The situation I decided to do my physics news on is the Human Sling Shot.
A person is harnessed into the middle of two bungees and secured so that she does
not actually leave the harness when it is pulled back. Then an ATV hooks up to her
via the back of the harness and then takes off in the opposite direction until the
bungees are stretched significantly. Then it is released and the woman begins to fly
forward with a great amount of speed and recoils backwards until coming to a stop.
I decided to try and determine the distance that she would have gone if she was not
connected to the bungee and could actually fire out of the harness.

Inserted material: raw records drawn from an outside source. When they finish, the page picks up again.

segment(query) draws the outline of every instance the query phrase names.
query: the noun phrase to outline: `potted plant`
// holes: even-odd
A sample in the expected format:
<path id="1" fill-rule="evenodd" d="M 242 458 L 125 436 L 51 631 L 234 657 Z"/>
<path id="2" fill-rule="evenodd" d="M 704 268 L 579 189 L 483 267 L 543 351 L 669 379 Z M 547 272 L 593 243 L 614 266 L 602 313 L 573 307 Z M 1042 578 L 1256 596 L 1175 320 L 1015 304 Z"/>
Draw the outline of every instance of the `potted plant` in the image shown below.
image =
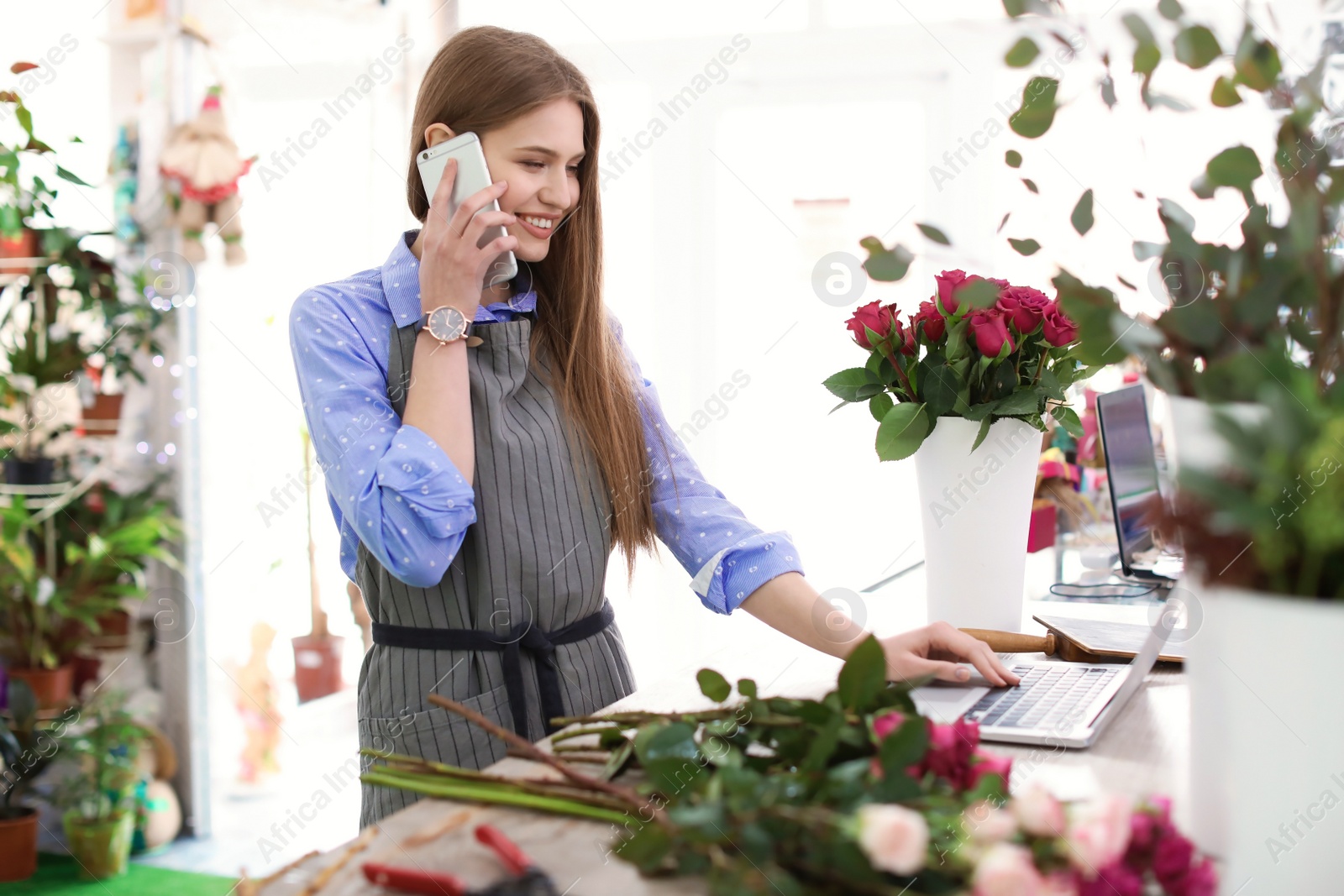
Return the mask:
<path id="1" fill-rule="evenodd" d="M 1055 4 L 1005 5 L 1015 16 L 1042 13 L 1051 28 L 1062 21 L 1050 21 Z M 1184 604 L 1196 836 L 1226 858 L 1241 896 L 1332 892 L 1344 853 L 1337 837 L 1313 829 L 1344 793 L 1344 716 L 1302 686 L 1339 678 L 1344 637 L 1344 480 L 1336 476 L 1344 461 L 1344 168 L 1332 164 L 1331 47 L 1289 77 L 1279 47 L 1250 19 L 1224 46 L 1179 3 L 1164 0 L 1159 12 L 1165 23 L 1124 16 L 1142 101 L 1188 109 L 1152 91 L 1153 74 L 1168 58 L 1207 69 L 1212 106 L 1266 109 L 1273 156 L 1247 145 L 1262 142 L 1249 136 L 1192 172 L 1196 197 L 1232 189 L 1243 199 L 1239 239 L 1228 244 L 1195 239 L 1196 215 L 1159 200 L 1167 242 L 1136 243 L 1134 254 L 1160 259 L 1171 298 L 1160 316 L 1126 314 L 1110 289 L 1067 271 L 1055 285 L 1090 347 L 1085 360 L 1137 355 L 1176 407 L 1204 420 L 1185 433 L 1177 420 L 1177 489 L 1164 514 L 1191 572 L 1164 614 Z M 1111 58 L 1120 54 L 1102 58 L 1107 105 L 1116 103 Z M 1011 121 L 1020 136 L 1048 129 L 1058 83 L 1044 87 L 1024 91 Z M 1203 457 L 1189 450 L 1189 431 Z M 1269 645 L 1288 649 L 1269 660 Z"/>
<path id="2" fill-rule="evenodd" d="M 312 500 L 312 442 L 308 430 L 302 430 L 304 442 L 304 505 L 308 514 L 308 600 L 312 615 L 312 630 L 292 638 L 294 646 L 294 686 L 298 689 L 298 703 L 336 693 L 341 689 L 340 654 L 344 638 L 331 634 L 327 627 L 327 611 L 323 610 L 321 591 L 317 587 L 317 541 L 313 539 Z"/>
<path id="3" fill-rule="evenodd" d="M 863 244 L 870 277 L 905 275 L 899 246 Z M 856 309 L 847 326 L 868 360 L 825 387 L 843 399 L 835 410 L 868 406 L 880 459 L 915 457 L 929 618 L 1017 631 L 1040 433 L 1051 418 L 1082 435 L 1064 392 L 1090 371 L 1075 325 L 1044 293 L 961 270 L 935 279 L 905 322 L 894 305 Z"/>
<path id="4" fill-rule="evenodd" d="M 51 724 L 38 720 L 38 700 L 23 681 L 9 681 L 8 713 L 0 716 L 0 881 L 27 880 L 38 868 L 38 810 L 23 803 L 51 763 L 75 711 Z"/>
<path id="5" fill-rule="evenodd" d="M 60 782 L 55 801 L 65 809 L 62 826 L 81 876 L 102 880 L 126 873 L 136 832 L 137 758 L 152 732 L 120 707 L 120 695 L 91 701 L 89 725 L 67 739 L 73 774 Z"/>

http://www.youtube.com/watch?v=u2-od4n5Xl0

KNOWNS:

Mass of the woman: 60 kg
K spring constant: 53 N M
Height of the poles connected to the bungee: 30 meters
θ of the bungee with regards to the pole: 20°
woman is 1.5 meters from the ground
she is shot an an angle of 45° with respects to the horizontal
the bungee length is 31m
we assume the bungee is massless

First, I found the length of the bungee cord when she was just hanging there and not
being stretched back.

Cos(20°)= 29m/X

X=29m/Cos(20°)
X=31m

Next I found the PE of the system of the girl plus the two bungees:

PE= 2(1/2* 53N*M * (30m)2) = 48,000 Joules

Therefore,

PE1 = KE2
48,000= .5(60)v2
40m/s= v

Next, we can take this velocity and say that

KE1 = KE2 + ΔPE

48,000= (60)9.8m/s2(-1.5) + .5(60)(vf)2
49,000=.5(60)(vf)2
40.4 = v

Then we find the time it takes the person to land in the y direction

Δy= V0t +.5at2

-1.5= 28t + -4.9t2

-4.9t2 + 28t +1.5=0

Quadratic formula gives: 5.8 seconds

Therefore we can find ΔX from ΔX= X0 + v0t +.5at2

ΔX= V0t
ΔX= Cos(45°)40(5.8)
ΔX=160m

The force the ground exerts on her when she hits the ground is:

F=Δp/Δt. If it takes her .5 seconds to stop then the force is equal to:
F=60(-40.4)/.5
F= -5000Newtons.